Identifying Critical Assets

“An important step in solving the IP puzzle is for organisation to identify critical assets, sometimes referred to as ‘crown jewels,’ to understand what intellectual property the company holds and where it sits across the organisation’s operating environment,” says Zamani.

  • Is the data stored on a network server, in cloud storage, on an employee’s personal device or a third-party vendor system?
  • What, exactly, is the essence of the intellectual property?

“Once identified, assets can be tagged, classified and protected – both physically and digitally. The use of advanced control technologies and processes should be contemplated, including encryption, access controls, monitoring and logging technologies. These controls should be augmented by a robust employee training programme. People are often the weakest link in an organisation and IP is vulnerable to human error or carelessness. Training that addresses how IP can be unintentionally exposed is vital,” Zamani explains.

Quantifying the value of IP is an important step on the way to evaluating risk appetite and then insuring the value of the IP that could be compromised. “Financial analytics and modelling can help inform risk transfer methods, such as limits and scope of intellectual property insurance coverage. As IP theft becomes a more considerable issue and competitors look to increase market share in any way, companies may also need to defend themselves against accusations of IP infringement or theft. As a result, businesses may be exposed to potentially significant financial losses and reputational damage,” says Zamani.

Even with adequate and appropriate training, IP can still be vulnerable. The intelligence gathered during a strategic assessment can inform and strengthen an organisation’s incident response. In the event of a breach, knowing where the IP is held within the network helps the response team to more rapidly identify what data might have been impacted or infiltrated. Was IP data compromised? And importantly, what exactly was in that data? If it can be determined that IP was misappropriated, organisations can more rapidly set a defensible path to try to mitigate the impact of the IP theft and preserve the secrecy of their most valuable assets. The effective management of incident response, including forensics, is critical as it may serve to support subsequent litigation or loss recovery.

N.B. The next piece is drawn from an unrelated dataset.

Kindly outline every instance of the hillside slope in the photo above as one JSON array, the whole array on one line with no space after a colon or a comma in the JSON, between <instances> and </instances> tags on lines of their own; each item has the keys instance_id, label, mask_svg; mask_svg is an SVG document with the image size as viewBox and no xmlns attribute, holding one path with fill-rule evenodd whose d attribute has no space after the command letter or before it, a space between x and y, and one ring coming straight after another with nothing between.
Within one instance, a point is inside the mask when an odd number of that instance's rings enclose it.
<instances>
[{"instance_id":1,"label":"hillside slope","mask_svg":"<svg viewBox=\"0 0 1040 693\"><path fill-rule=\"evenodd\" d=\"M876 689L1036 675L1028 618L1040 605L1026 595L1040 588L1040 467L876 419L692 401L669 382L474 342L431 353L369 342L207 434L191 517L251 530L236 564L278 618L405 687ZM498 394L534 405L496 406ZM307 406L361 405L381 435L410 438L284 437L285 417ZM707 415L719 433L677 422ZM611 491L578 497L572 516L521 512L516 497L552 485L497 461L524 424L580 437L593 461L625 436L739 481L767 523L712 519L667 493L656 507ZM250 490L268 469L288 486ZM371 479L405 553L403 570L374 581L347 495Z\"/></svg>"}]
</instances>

It is at this junction that the assistance of an experienced broker that has insight into intellectual property solutions and the cyber risk presented by a company’s intellectual property comes to the fore. “Speak to your broker today to make sure that your organisation’s IP is quantified and protected in addition to having a solid incident response strategy in place to keep your company’s most valued assets secure,” concludes Zamani.